BBC Türkçe'nin İngilizce'den çevirdiği yazıda, Cumhurbaşkanı Erdoğan Batılı ülkeleri Fethullah Gülen'in destekçilerine sığıma hakkı tanıyarak, 'Türk halkının yarasına tuz basmakla' suçladı:
Bu direnişte 250 kişi hayatını kaybetti, 2 bin 193 kişi yaralandı. Hükümetimin, Fethullah Gülen'i yargı önüne çıkarma gayretleri sadece Türkiye için değil, her yerdeki demokrasi için önemlidir. 1960 ile 1997 yılları arasında en az dört seçilmiş hükümet ordu tarafından zorla iktidardan indirilmiştir. Uzun yıllarca seçilmişler, kendilerini özgür hissedemedi. Aynı zamanda ulusumuz geçmişte seçilmişlerin yetkilerini kötüye kullanmasından tam olarak kurtulamadı. Daha da kötüsü, askeri darbeler Türk halkının hükümet kurumlarına olan güvenini son derece zayıf hale getirmişti.
'DARBECİLER DUVARA TOSLADI'
Bu duvar 10 yılı aşkın süredir siyaset, ekonomi, sağlık, yargı, dış politika ve temel haklar alanlarında devam eden gelişmelerden oluşuyordu. Hükümet ve halk arasındaki bu bağ, demokrasinin direncinin en önemli ölçütüdür ve aynı zamanda demokrasinin hayatta kalabilmesinin de en güçlü garantisidir."
'DEMOKRASİ TARİHİ İÇİN DÖNÜM NOKTASI'
"Darbe girişiminin püskürtülmesi demokrasi tarihi için bir dönüm noktasıdır. Diktatörlerin yönetimi altında yaşayan herkes için bir ilham ve umut kaynağı olacaktır. Maalesef Türkiye'nin müttefikleri, özellikle de Batılı dostları, olanların önemini kabul edememişlerdir.
Türkiye'nin Gülen'e sadık kamu çalışanlarını tespit edip tasfiye etme çabalarının aynı gruplar tarafından eleştirilmesi de, Batı'nın ülkemdeki demokrasi ve güvenliğe olan bağlılığının sorgulanmasına yol açmıştır.

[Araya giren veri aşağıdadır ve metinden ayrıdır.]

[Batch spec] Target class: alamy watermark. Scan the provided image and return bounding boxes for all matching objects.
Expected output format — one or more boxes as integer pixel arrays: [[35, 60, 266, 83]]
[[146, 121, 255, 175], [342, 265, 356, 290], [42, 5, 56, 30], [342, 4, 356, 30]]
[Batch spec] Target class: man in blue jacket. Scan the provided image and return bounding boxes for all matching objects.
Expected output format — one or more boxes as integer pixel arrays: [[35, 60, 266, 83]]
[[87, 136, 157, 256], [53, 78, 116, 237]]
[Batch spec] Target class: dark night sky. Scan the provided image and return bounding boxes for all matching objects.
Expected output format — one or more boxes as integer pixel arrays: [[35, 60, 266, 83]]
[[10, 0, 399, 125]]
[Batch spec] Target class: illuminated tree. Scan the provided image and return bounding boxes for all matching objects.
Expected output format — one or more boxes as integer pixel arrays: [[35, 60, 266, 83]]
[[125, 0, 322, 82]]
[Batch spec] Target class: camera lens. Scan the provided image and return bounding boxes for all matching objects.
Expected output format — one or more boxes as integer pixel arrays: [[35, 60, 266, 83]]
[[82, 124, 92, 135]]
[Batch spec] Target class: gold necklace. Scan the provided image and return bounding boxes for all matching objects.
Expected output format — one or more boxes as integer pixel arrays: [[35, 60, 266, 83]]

Bir de yaraya tuz basar gibi, Gülen tarafından yönetilen örgütün üst düzey liderlerine kendilerini Türkiye'nin dostu ve müttefiki ilan etmiş ülkelerce sığınma hakları verildi.
Türkiye'den daha düşük seviyeli ulusal güvenlik tehditleriyle karşı karşıya kalan bazı ülkeler olağanüstü hâl ilan ederken Türkiye'yi de aynı kararı aldığı için eleştirmek de haklı gösterilemez. Yıllar içerisinde PKK, 50 bin kişinin hayatını kaybetmesine neden olmuştur."
'FETÖ YARGI SÜRECİNİ YAVAŞLATIYOR'
"FETÖ gibi son derece gizli bir yapıyla mücadele etmek kolay değil. Örgüt üyeleri sistematik olarak Türkiye'nin kamu kuruluşlarına sızmış ve yıllar içerisinde terfi ederek önemli pozisyonlara gelmiştir. Şu anda suçlu olduklarını kanıtlayan somut deliller olmasına rağmen yargı süreçlerini yavaşlatmaya gayret ediyorlar.
Adalete bağlı kalmaya devam ediyoruz. İhraç kararlarına itiraz edenlerin başvurularını değerlendirecek bağımsız komisyonlar kuruldu. Hedefimiz, suçluları sonuna kadar yargılarken gelecekte yaşanabilecek saldırılara karşı ülkemizin direncini kuvvetlendirmektir."